С кухни, где ужинают мальчики, вдруг доносится визг. Зои тут же бросается туда, в то время как я провожаю Боба до двери.

— Еще раз спасибо. — Я закрываю дверь и сгребаю в охапку множество висящих на стенных крючках пальто, курток и шерстяных свитеров, решая, что нам всем нужно основательно укутаться. — Вот. — Я сваливаю одежду на кухонный диван. — Давайте все вырядимся, чтобы быть похожими на человека с рекламы «Мишлен».

Я заливаюсь смехом, со мной покатывается Зои. «А вы уже похожи…» — говорит ее взгляд.

— Это мое, — плачет Оскар, когда Ноа вырывает у него из рук стеганую куртку.

— Нет, вот — твое, Оскар, — вмешиваюсь я. — Со значком, помнишь?

Пресекаю драку в зародыше и выуживаю из груды вещей незнакомую мне огромную шерстяную кофту крупной вязки.

— Красивая, — оцениваю я, рассматривая кофту и гадая, что это — давно забытый предмет гардероба или оставленная как-то Пип вещь.

— О, это мое, — с благодарностью отзывается Зои, которую бьет дрожь.

Передавая няне одежду, я замечаю на кофте спереди ряд зелено-фиолетовых продолговатых пуговиц. Одной не хватает.

* * *

Пип легонько машет мне с пола. Я хочу поговорить с ней, но опоздала на йогу, и занятие уже началось. По сравнению с моим домом этот обычно холодный зал помещения церкви кажется таким теплым… С трудом опускаюсь на свой коврик для йоги и устраиваюсь на боку, вытягиваясь. Это требует серьезных усилий. Мэри рассказывает нам о концентрации и выравнивании баланса энергии ци, о том, как все это связано с дыханием. На мой вкус, это чересчур экзотерически. Когда я думаю о появлении моего ребенка на свет, все, что могу себе представить, это крик и боль. В родах нет ничего безмятежного и гармоничного, как уверяет Мэри.

Я принимаюсь поднимать ноги, как показывает инструкторша. Даже от этого простейшего упражнения после всего нескольких секунд усилий у меня начинает тянуть мои слабые мышцы брюшного пресса.

— Дышите в такт движениям… вдох-выдох… вдох-выдох… — Голос Мэри звучит ритмично и успокаивающе. — Вы укрепляете свое чрево, готовясь к великому дню… вдох-выдох… все правильно. Клаудия, следите за тем, чтобы держать колени прямо, не поднимайте их слишком высоко…

Я бросаю взгляд на Пип. Она подмигивает. Ей едва удается поднять ногу. Клянусь, Пип — уже больше, чем я сейчас. «Ты в порядке?» — одними губами произношу я, и подруга кивает. «А ты?» — спрашивает она.

Морщу нос в ответ. Пип хмурится и постукивает по своим часам. Я киваю. Не виделась с ней с тех пор, как Зои стала отвозить детей в школу и забирать их домой.

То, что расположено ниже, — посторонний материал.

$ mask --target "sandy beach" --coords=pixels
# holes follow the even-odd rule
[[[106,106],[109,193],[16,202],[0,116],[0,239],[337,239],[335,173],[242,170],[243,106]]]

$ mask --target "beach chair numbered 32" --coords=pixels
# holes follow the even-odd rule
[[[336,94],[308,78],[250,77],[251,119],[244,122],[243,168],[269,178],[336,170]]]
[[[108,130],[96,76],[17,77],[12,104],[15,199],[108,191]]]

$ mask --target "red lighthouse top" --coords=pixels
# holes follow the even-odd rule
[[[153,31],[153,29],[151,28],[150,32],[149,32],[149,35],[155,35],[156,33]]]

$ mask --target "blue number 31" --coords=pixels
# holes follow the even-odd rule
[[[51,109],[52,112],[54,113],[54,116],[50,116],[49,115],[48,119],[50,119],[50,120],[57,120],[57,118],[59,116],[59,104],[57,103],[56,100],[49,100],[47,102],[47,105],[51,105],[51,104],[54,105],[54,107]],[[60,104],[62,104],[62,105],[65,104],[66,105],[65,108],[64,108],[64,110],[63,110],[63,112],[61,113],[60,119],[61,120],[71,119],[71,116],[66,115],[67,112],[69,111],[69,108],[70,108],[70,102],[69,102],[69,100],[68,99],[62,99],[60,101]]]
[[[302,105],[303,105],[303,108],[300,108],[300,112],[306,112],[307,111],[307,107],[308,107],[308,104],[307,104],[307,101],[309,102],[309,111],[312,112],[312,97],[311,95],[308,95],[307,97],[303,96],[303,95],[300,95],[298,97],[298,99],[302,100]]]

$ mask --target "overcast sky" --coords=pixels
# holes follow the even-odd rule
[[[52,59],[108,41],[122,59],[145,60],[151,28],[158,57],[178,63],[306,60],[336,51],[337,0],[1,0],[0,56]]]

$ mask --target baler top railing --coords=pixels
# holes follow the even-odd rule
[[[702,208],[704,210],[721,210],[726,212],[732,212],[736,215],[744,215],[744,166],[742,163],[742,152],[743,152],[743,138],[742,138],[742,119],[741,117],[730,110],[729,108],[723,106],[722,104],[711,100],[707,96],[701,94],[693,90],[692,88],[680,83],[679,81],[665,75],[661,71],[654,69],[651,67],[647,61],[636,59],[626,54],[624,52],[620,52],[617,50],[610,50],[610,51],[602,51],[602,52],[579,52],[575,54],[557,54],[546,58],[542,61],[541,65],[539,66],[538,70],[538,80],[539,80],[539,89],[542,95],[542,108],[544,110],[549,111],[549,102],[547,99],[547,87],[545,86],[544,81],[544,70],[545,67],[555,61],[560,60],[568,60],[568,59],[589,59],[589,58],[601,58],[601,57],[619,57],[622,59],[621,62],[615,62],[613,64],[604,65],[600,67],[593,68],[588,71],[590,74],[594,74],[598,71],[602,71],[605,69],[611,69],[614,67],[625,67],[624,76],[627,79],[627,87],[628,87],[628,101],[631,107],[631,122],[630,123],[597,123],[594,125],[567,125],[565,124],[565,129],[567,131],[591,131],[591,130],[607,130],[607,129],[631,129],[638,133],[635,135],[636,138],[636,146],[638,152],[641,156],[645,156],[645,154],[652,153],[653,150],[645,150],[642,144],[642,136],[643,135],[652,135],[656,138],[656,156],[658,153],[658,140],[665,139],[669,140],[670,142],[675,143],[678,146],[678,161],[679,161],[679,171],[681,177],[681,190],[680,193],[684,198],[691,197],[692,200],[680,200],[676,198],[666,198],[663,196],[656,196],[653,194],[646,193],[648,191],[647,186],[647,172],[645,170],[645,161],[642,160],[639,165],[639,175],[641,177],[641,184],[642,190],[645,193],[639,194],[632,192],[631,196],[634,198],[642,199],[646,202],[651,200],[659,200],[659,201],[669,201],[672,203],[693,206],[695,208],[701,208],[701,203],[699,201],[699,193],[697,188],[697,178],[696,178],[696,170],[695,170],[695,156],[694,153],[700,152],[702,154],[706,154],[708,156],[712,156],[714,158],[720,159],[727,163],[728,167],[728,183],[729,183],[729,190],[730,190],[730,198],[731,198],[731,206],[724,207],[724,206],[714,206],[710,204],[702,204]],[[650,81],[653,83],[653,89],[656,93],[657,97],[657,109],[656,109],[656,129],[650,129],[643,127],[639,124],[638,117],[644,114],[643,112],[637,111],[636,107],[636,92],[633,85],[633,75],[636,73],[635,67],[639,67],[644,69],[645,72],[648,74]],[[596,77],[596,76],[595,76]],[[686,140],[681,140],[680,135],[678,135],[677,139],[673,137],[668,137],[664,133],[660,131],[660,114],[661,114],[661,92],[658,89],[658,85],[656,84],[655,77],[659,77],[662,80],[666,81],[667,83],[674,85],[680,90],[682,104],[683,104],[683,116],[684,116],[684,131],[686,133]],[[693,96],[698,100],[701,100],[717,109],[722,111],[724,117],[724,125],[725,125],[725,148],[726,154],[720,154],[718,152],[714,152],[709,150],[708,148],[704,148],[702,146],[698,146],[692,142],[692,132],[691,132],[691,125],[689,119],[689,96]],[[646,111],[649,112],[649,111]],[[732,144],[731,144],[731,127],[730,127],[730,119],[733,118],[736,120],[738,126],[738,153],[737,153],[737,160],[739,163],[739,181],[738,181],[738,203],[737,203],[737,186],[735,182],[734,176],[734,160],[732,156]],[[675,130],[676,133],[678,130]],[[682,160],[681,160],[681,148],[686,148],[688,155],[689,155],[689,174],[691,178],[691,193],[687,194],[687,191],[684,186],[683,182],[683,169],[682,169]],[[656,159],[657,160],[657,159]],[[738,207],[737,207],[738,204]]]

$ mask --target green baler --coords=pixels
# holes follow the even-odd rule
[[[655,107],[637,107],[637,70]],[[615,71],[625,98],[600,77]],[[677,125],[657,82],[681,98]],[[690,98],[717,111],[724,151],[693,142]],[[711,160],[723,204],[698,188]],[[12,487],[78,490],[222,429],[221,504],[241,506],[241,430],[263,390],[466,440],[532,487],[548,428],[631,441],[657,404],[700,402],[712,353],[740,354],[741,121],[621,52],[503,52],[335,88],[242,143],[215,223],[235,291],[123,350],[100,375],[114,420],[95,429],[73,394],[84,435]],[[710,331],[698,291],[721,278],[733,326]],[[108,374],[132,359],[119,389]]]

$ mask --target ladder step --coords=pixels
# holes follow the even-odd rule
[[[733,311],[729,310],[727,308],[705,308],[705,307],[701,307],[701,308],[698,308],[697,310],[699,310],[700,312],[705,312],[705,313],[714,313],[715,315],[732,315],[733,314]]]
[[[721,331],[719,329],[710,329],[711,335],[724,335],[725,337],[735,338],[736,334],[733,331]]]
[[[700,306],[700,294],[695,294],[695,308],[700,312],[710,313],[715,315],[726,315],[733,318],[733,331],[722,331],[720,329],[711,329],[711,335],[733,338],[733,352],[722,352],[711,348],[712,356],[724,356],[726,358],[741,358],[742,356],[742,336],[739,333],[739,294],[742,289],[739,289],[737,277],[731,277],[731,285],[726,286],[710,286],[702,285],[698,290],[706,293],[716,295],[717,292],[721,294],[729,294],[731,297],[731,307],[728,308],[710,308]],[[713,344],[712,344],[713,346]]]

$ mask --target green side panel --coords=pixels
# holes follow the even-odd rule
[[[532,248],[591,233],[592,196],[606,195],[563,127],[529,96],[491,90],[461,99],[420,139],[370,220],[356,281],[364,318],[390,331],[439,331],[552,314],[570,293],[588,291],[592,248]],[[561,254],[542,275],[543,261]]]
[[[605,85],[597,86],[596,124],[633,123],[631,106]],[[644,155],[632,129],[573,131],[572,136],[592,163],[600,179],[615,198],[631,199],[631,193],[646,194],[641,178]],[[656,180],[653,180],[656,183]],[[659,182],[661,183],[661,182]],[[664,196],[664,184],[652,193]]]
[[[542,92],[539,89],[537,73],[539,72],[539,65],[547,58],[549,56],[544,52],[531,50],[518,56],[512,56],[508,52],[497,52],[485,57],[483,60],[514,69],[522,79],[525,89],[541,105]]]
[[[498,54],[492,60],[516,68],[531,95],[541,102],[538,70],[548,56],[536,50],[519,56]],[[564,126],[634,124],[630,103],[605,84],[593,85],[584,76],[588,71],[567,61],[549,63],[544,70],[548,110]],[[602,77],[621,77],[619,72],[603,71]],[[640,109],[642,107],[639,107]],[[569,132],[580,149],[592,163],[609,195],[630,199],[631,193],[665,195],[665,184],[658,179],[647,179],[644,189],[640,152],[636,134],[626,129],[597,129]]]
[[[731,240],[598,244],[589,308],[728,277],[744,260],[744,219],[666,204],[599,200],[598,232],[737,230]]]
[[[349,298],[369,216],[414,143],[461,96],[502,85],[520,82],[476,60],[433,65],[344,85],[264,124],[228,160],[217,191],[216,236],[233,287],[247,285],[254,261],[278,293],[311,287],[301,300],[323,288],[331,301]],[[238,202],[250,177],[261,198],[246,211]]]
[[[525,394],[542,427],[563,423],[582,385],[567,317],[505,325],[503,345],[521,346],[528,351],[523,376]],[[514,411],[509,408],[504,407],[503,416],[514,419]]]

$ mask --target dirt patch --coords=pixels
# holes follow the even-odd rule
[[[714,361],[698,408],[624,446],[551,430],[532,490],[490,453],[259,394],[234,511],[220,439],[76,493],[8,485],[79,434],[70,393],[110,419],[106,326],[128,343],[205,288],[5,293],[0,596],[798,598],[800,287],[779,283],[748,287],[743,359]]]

— Ну а теперь поднимаемся, леди, и продолжаем наши упражнения для чрева. Тут важно сохранять равновесие. Опускайте ногу, если чувствуете, что можете упасть. — Мэри смеется своим ровным, как у робота, голосом и начинает выполнять выпады вперед, которые представляются просто невозможными с этим огромным весом в области талии. Инструкторша следит за каждой из нас в отдельности. Интересно, а у нее самой есть дети? Она не похожа на суетливую мамашу.

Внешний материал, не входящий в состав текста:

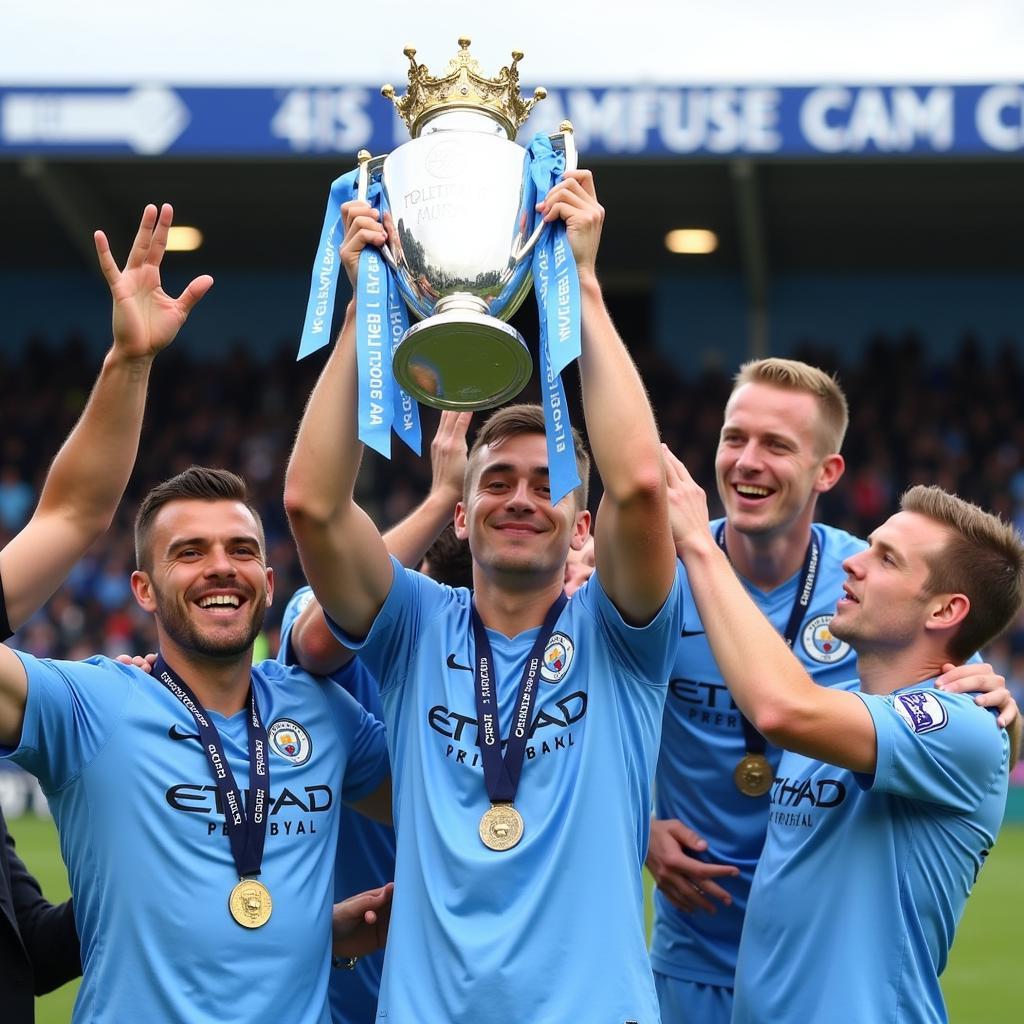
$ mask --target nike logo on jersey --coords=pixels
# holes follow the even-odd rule
[[[460,672],[472,672],[473,671],[468,665],[460,665],[455,660],[455,655],[454,654],[449,654],[448,655],[447,665],[448,665],[449,668],[457,668]]]
[[[167,735],[170,736],[172,740],[198,740],[199,739],[199,733],[196,733],[196,732],[179,732],[177,725],[172,725],[170,727],[170,729],[167,730]]]
[[[679,638],[685,640],[688,636],[703,636],[703,629],[681,629],[679,630]]]

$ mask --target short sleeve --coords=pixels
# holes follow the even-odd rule
[[[312,600],[312,589],[300,587],[285,605],[284,614],[281,616],[281,641],[277,651],[277,660],[282,665],[299,664],[295,648],[292,646],[292,627],[295,625],[295,620],[305,611],[306,605]]]
[[[53,793],[81,773],[120,721],[138,669],[106,658],[48,661],[15,652],[28,676],[21,743],[8,756]]]
[[[394,573],[387,599],[373,620],[369,633],[358,640],[349,636],[329,616],[327,625],[334,636],[355,651],[387,693],[405,681],[413,664],[423,623],[436,615],[451,600],[455,591],[422,573],[406,569],[392,557]]]
[[[652,685],[668,683],[679,644],[683,620],[683,591],[677,570],[665,603],[646,626],[631,626],[601,585],[600,572],[595,572],[576,592],[584,610],[598,622],[615,660],[630,675]]]
[[[326,693],[347,751],[341,796],[354,803],[369,796],[390,771],[384,725],[340,686]]]
[[[967,813],[1006,771],[1006,733],[970,696],[931,687],[857,695],[878,742],[874,779],[862,782],[865,788]]]

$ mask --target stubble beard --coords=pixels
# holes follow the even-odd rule
[[[191,651],[204,658],[217,661],[237,658],[249,650],[260,630],[267,614],[266,596],[250,600],[252,614],[249,617],[249,628],[234,636],[208,637],[196,628],[188,614],[172,598],[154,588],[156,595],[156,618],[167,636],[183,650]]]

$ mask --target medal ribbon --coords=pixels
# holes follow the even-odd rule
[[[480,757],[484,766],[484,785],[492,804],[512,803],[519,789],[519,776],[523,771],[526,741],[530,732],[530,709],[537,692],[537,677],[540,675],[541,659],[554,631],[558,616],[569,599],[559,594],[558,600],[548,609],[537,639],[523,668],[523,678],[516,696],[515,714],[509,730],[505,755],[501,753],[501,720],[498,716],[498,681],[494,678],[494,658],[487,628],[476,610],[472,608],[473,641],[476,645],[476,674],[473,689],[476,695],[477,735],[480,743]]]
[[[551,139],[540,133],[530,142],[529,155],[530,177],[537,198],[542,199],[561,179],[565,154],[557,152]],[[536,230],[542,219],[534,211],[531,230]],[[553,221],[541,231],[533,250],[533,285],[540,321],[538,350],[551,503],[557,504],[580,484],[561,374],[580,355],[582,307],[576,260],[563,220]],[[553,300],[549,298],[552,286]]]
[[[164,661],[157,655],[153,676],[158,679],[181,702],[195,719],[199,739],[206,754],[213,781],[217,787],[221,806],[224,809],[224,824],[231,842],[231,855],[239,878],[248,878],[260,873],[263,864],[263,843],[267,835],[267,804],[270,797],[270,766],[267,764],[267,730],[260,718],[256,704],[256,688],[249,686],[249,716],[246,725],[249,731],[249,814],[242,800],[242,793],[235,782],[231,765],[228,764],[220,733],[210,720],[199,698]]]
[[[725,546],[725,523],[718,524],[718,531],[715,534],[718,546],[729,557],[729,549]],[[807,609],[814,596],[814,587],[818,582],[818,566],[821,563],[821,545],[818,543],[818,534],[814,527],[811,527],[811,540],[807,545],[807,553],[804,555],[804,567],[800,570],[800,583],[796,589],[796,598],[789,613],[789,621],[786,623],[786,631],[782,634],[786,646],[792,650],[796,643],[796,635],[807,614]],[[748,754],[764,754],[767,740],[747,720],[747,716],[740,712],[740,723],[743,726],[743,738],[747,744]]]
[[[331,184],[320,244],[309,285],[306,318],[297,359],[321,349],[331,340],[334,302],[341,259],[341,205],[356,198],[359,172],[349,171]],[[383,219],[380,182],[370,183],[367,202]],[[383,220],[382,220],[383,222]],[[398,282],[376,248],[367,246],[359,257],[356,282],[356,351],[359,365],[359,440],[391,458],[391,430],[417,455],[422,447],[419,406],[398,387],[391,374],[391,354],[409,327]]]

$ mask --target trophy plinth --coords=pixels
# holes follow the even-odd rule
[[[394,355],[395,379],[435,409],[493,409],[515,398],[533,372],[522,335],[479,300],[474,308],[472,299],[453,295],[437,307],[406,331]]]
[[[388,232],[381,251],[420,319],[394,352],[395,379],[434,408],[490,409],[514,398],[533,369],[523,338],[505,321],[530,290],[528,257],[540,237],[530,156],[513,140],[544,90],[530,100],[520,95],[522,54],[485,78],[469,40],[459,46],[436,78],[406,48],[408,92],[382,92],[413,137],[384,157],[360,154],[359,194],[380,184]],[[552,142],[574,167],[571,127]]]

Спустя десять минут, когда мы расслабляемся, лежа на своих матах, к моим глазам подступают слезы. Одна из них вот-вот скатится по щеке и упадет на пол. Сжимаю кулаки, пытаясь бороться с эмоциями, но ничего не могу с собой поделать. Я представляю Джеймса — одному Богу известно, как глубоко он сейчас в море, отрабатывая строевые приемы и порядок действий на подводной лодке, битком набитой мужьями, братьями, сыновьями. «Возвращайся домой целым и невредимым, любовь моя», — мысленно обращаюсь я к нему, хотя прекрасно знаю, что это — рядовые учения. Я сосредотачиваюсь на ребенке, которого Джеймс увидит по возвращении, представляю, как мы все, впятером, будем одной семьей, как сильно муж будет гордиться мной. Да, мной, женщиной, которая перенесла множество выкидышей, несколько раз рожала мертвых детей; мной, женщиной, которой все твердили, что она никогда не сможет доносить ребенка; мной, женщиной, которая всегда мечтала стать матерью.